Chelle Sloan, 40, is a contemporary romance author and TikTok “Thirst Trap Analyst.” She’s built an audience of almost half a million followers by “dueting” with some of TikTok’s hottest thirst-trap stars. In the split-screen clips, she captures her reactions to sexy TikTokers while slurping from a trademark tumbler (you can buy those, and other branded merchandise, on her website). 

“We have these thoughts, like, How married am I? How straight am I?” says Sloan. “It’s fun and liberating. Like the stuff that you would talk to your girlfriends about. When we were younger, we would read teenybopper magazines or have posters on our walls. This is the evolution of that.” Sloan loves TikTok thirst traps so much, she wrote an entire new romance novel about them (titled “Thirst Trap,” obviously).

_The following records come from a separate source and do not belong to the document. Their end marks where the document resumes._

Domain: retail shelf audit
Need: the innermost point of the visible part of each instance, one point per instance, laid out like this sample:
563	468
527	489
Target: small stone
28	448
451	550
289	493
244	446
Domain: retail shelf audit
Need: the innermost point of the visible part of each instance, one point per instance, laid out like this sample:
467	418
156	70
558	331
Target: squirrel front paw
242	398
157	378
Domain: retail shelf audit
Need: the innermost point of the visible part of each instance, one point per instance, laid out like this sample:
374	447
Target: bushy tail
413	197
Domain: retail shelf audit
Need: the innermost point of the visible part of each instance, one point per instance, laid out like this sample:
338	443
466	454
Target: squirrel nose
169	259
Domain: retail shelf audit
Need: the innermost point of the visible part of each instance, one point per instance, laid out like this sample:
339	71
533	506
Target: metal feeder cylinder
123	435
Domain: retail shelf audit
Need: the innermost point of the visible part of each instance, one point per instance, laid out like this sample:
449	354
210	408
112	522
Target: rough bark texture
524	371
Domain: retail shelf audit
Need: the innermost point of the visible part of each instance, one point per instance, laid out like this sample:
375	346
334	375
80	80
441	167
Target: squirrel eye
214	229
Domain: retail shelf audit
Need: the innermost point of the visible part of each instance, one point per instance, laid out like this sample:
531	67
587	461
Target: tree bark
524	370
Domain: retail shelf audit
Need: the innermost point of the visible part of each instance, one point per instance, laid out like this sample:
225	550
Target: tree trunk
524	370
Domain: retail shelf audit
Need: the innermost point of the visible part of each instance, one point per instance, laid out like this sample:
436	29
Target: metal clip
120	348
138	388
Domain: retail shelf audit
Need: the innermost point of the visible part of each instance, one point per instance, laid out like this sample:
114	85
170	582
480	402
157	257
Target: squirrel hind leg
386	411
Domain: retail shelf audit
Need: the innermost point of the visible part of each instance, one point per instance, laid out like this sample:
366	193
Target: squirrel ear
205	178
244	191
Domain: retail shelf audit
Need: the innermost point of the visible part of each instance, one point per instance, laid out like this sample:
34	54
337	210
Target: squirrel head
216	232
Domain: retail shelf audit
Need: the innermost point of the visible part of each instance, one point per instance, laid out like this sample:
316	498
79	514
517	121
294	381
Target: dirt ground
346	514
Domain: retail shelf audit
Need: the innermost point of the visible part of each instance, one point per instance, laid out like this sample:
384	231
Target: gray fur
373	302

Sloan has such a huge following that my daughters’ grandmother, age 60, texted me earlier today with, “If I was gay” and the link to one of Sloan’s thirst-trap duets, featuring a steamy video of Ria Demiri and her fiancé.

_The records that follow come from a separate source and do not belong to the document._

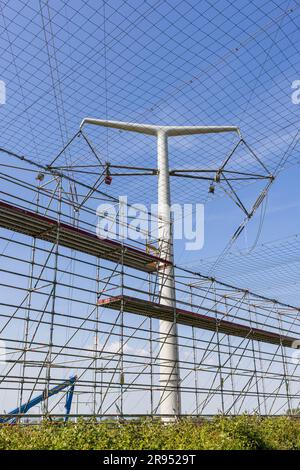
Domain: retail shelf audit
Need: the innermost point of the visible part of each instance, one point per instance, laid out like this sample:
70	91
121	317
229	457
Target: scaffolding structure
72	303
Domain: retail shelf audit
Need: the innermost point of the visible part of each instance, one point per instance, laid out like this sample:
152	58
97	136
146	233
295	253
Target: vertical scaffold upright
169	370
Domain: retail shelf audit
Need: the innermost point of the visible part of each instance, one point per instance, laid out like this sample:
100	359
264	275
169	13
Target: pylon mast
169	368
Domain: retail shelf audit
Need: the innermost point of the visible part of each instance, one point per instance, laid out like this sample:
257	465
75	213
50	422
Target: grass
239	433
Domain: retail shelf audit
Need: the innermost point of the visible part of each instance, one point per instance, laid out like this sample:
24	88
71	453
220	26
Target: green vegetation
244	432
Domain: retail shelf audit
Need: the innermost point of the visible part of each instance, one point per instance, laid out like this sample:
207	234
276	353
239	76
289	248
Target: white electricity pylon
170	403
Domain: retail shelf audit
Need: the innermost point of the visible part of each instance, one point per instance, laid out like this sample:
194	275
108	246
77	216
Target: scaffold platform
189	318
44	228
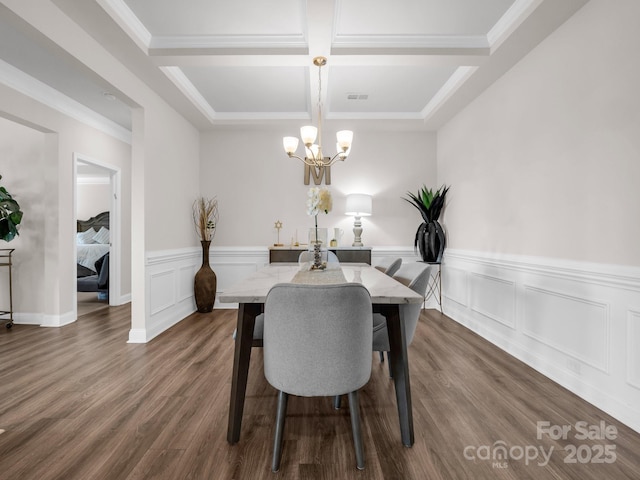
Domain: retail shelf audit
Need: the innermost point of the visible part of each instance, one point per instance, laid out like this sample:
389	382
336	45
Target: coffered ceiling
411	63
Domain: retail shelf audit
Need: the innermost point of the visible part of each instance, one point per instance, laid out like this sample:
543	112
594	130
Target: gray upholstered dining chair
389	265
416	276
307	256
317	342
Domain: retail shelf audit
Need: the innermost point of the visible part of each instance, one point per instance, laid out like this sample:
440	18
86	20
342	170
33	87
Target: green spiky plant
10	215
430	239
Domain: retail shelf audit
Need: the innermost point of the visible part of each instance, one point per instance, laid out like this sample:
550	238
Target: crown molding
507	24
258	42
120	12
43	93
455	81
180	80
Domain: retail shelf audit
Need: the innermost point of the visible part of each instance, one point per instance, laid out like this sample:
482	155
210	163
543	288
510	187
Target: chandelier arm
335	159
304	160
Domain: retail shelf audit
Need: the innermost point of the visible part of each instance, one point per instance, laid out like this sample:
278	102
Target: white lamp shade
308	134
344	137
358	205
312	151
290	144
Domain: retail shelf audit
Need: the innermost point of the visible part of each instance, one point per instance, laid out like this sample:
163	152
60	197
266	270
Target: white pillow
102	236
86	237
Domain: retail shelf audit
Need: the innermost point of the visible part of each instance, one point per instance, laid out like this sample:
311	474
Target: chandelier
313	151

TikTok videos allow women who aren’t interested in going to darker corners of the web the opportunity to let loose, explore and satiate fantasies. Pallavi Yetur, a psychotherapist who works with relationships and identity issues, thinks the allure of thirst traps, particularly for partnered, middle-aged women, is their combination of sexiness and mischief. The impression is, “I know something about you, and I’m going to bring it out in you.” There’s power in that kind of energy. There’s fascination, there’s a thrill.

Still, she sees a potential downside. “I wonder if people who overly engage with stuff on TikTok feel they’re missing something in general,” she says. “It’s a weird chicken-or-egg thing with the internet because it can simultaneously make you feel occupied, and also empty. You have these spaces to explore and express, but also, the more you engage with it, I imagine it leaves you with a sense of solitude and emptiness.”

Married, 40-year-old mom of two Pinky (@hotmessexpresspinkystyle), another TikToker known for filming comedic commentary duets and responding to thirst traps, says, “If you look at all the videos that I have, all the thirst-trap videos that I have dueted or stitched, they are the complete opposite of what I’m married to. When you watch TV, you’re interested in what’s different from your life. And I think it’s the same with the people you’re drawn to online.”

It’s Pinky who sums up the appeal of TikTok thirst traps best. “Social media is a safe zone for everybody to say what they want and get it out of their system. It’s like, whoa, damn, you don’t have to go Pornhub to see this.”